My ex-husband, Rick, and I have been divorced for about three years. In the divorce Rick got our house. The 130 year old house I searched for, found, fell in love with, decorated and cried over leaving. The house he originally didn't even want to live in, he now wanted. In the end it was worth it, though. I may have lost the house, but I found my home in Brian.
Since our divorce, Rick has remained in the home we once shared, though the fate of the house now hangs in peril. Due to the recession, the company Rick worked for was forced to cut all overtime, which hurt - a lot. Things got tighter and tighter until one day he was laid off altogether. For months he looked for work, unable to find anything that would make ends meet. He finally resorted to collecting unemployment, though even that didn't pay all the bills. The mortgage fell further and further behind. He worked diligently with the mortgage company to find a solution but has now exhausted all the options. Short of a miracle, it appears Rick will have to quickly sell the house or risk foreclosure.  
While I have known about the house situation for several weeks now, Rick and I agreed it would be better not to tell Alex until he had to know. Rick decided this weekend it was time to lay his cards on the table with our son. Understandably, Alex was upset - very upset, but not in the way I expected. He was rather quiet but supportive with Rick. When he came home Sunday night, I could tell something was bothering him. As he told me I could see him fighting back tears. "I know you're going to miss the house, sweetie, we all are." I said. "Mom, it's not that." he sobbed, "I feel like I'm watching Dad lose everything. His truck is going to die any day now, he is going to lose the house...." he trailed off. "I feel like I need to move back with him, get a job and help him." he said, crying even harder.
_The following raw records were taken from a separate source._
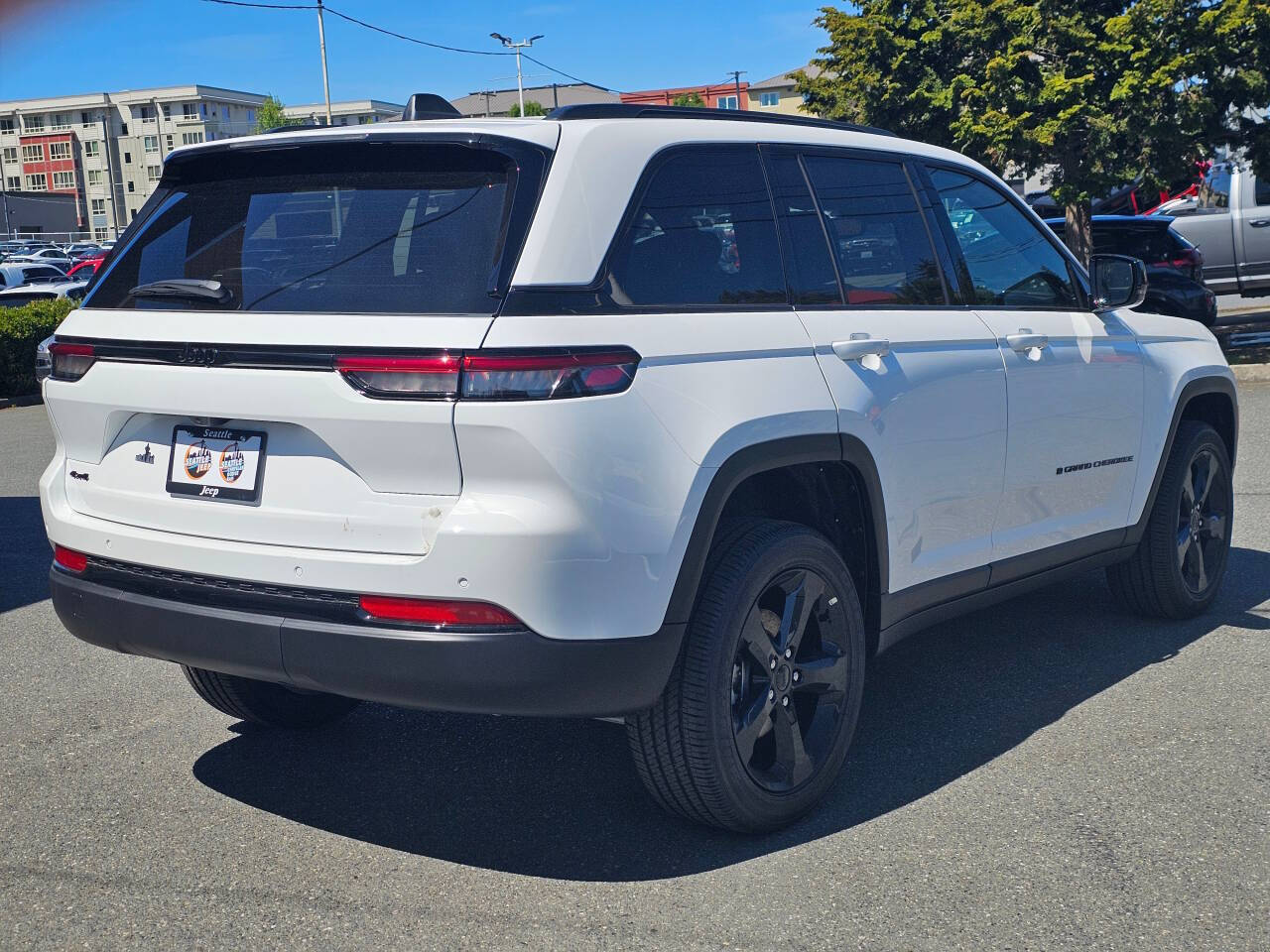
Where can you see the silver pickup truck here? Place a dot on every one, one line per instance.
(1230, 225)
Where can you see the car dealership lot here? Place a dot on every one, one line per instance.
(1047, 774)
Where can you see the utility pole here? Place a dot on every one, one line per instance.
(517, 48)
(325, 82)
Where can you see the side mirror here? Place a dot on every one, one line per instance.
(1119, 281)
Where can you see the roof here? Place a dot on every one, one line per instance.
(785, 80)
(548, 96)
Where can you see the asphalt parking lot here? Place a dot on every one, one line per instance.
(1049, 774)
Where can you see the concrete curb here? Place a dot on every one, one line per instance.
(1251, 372)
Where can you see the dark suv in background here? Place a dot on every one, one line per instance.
(1175, 267)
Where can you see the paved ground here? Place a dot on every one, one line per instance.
(1047, 774)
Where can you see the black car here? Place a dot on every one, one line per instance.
(1175, 267)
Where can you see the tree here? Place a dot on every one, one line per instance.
(271, 116)
(531, 108)
(1092, 94)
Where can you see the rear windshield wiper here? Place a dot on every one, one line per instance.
(197, 289)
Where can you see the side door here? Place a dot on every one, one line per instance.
(917, 379)
(1252, 241)
(1075, 379)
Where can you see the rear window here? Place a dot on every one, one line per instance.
(336, 227)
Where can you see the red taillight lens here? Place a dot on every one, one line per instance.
(71, 361)
(434, 377)
(440, 613)
(70, 560)
(548, 375)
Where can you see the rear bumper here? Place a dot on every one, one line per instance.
(511, 673)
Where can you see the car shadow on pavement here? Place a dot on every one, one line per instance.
(24, 553)
(562, 800)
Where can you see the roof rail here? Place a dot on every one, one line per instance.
(640, 111)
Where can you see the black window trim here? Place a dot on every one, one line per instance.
(1076, 273)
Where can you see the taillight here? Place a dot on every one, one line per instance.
(511, 375)
(70, 560)
(441, 613)
(70, 361)
(403, 377)
(493, 375)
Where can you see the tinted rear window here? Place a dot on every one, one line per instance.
(349, 227)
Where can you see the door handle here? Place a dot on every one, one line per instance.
(1025, 340)
(858, 348)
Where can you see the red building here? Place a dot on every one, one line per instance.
(722, 95)
(50, 163)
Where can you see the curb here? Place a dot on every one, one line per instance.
(27, 400)
(1251, 372)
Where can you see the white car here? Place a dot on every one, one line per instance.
(672, 416)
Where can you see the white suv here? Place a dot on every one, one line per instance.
(675, 416)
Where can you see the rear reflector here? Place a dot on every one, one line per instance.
(492, 375)
(71, 361)
(70, 560)
(441, 613)
(403, 377)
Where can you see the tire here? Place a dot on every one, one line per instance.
(264, 702)
(1178, 566)
(719, 746)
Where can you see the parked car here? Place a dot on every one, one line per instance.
(544, 449)
(16, 273)
(1175, 268)
(1230, 225)
(85, 268)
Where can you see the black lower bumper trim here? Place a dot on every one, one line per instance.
(512, 673)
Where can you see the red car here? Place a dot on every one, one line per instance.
(86, 268)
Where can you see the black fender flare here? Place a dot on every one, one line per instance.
(762, 457)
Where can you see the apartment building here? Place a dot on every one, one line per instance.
(353, 112)
(107, 149)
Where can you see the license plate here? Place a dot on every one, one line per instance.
(216, 463)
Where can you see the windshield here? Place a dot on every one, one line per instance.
(325, 227)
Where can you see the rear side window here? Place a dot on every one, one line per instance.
(702, 234)
(353, 227)
(876, 231)
(1010, 261)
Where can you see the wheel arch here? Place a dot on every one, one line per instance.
(789, 479)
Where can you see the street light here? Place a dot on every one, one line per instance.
(517, 48)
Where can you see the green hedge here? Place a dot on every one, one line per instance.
(21, 330)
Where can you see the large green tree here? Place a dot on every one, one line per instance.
(1092, 94)
(271, 116)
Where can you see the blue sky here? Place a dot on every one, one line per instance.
(137, 44)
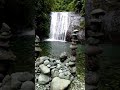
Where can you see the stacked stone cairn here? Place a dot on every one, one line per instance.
(54, 74)
(93, 50)
(37, 47)
(73, 45)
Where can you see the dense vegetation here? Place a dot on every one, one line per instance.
(18, 14)
(42, 18)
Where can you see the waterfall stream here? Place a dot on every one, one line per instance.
(61, 22)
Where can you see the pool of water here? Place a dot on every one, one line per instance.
(55, 48)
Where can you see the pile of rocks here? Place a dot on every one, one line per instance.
(18, 81)
(53, 74)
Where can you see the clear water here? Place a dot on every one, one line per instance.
(55, 48)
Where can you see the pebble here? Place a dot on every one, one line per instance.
(46, 62)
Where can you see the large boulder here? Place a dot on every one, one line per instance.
(59, 84)
(43, 79)
(44, 69)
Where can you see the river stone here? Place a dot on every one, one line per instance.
(37, 64)
(25, 76)
(91, 78)
(48, 65)
(1, 77)
(93, 50)
(46, 62)
(58, 66)
(16, 75)
(39, 60)
(43, 79)
(63, 56)
(44, 69)
(58, 61)
(59, 84)
(60, 71)
(6, 87)
(67, 77)
(28, 85)
(42, 59)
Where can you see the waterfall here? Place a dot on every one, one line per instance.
(61, 22)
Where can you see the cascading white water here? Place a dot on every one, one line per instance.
(61, 22)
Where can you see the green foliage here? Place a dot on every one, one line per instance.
(19, 13)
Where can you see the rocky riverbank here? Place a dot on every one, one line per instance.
(56, 74)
"Alex, I know how much you want to help Dad, but it's not your job to take care of either of us. It's our job to take care of you." I said, trying to think of some way to comfort him.
"I know, but family always takes care of family. That's what you've always said." he sobbed.
I was silent. I looked at my son and was struck by the poignancy of the moment.  My little boy, who now towers over me at  6'2", was at a crossroads. He was caught between the blissfully naive shelter of childhood and the cold, hard reality of adulthood. He wanted desperately to help his father fix his plight but was feeling the desperate pain of not knowing how. All the times he had "helped" his dad before flashed through my mind. Pictures of Alex proudly helping his father fix a bicycle or work on the car flooded my brain. I was struck by the pain my child was in, knowing he wouldn't be able to help his dad this time, and I wanted to cry for him.
I spoke to Rick last night and told him about Alex's reactions. He too, was silent for a while. We may not agree on much anymore but one thing Rick and I both share in common is our unending admiration for our son who has grown from a chubby cheeked little boy to a young man who values family and takes it personally when they fall on hard times. I love you, Alex, more than you could possibly know.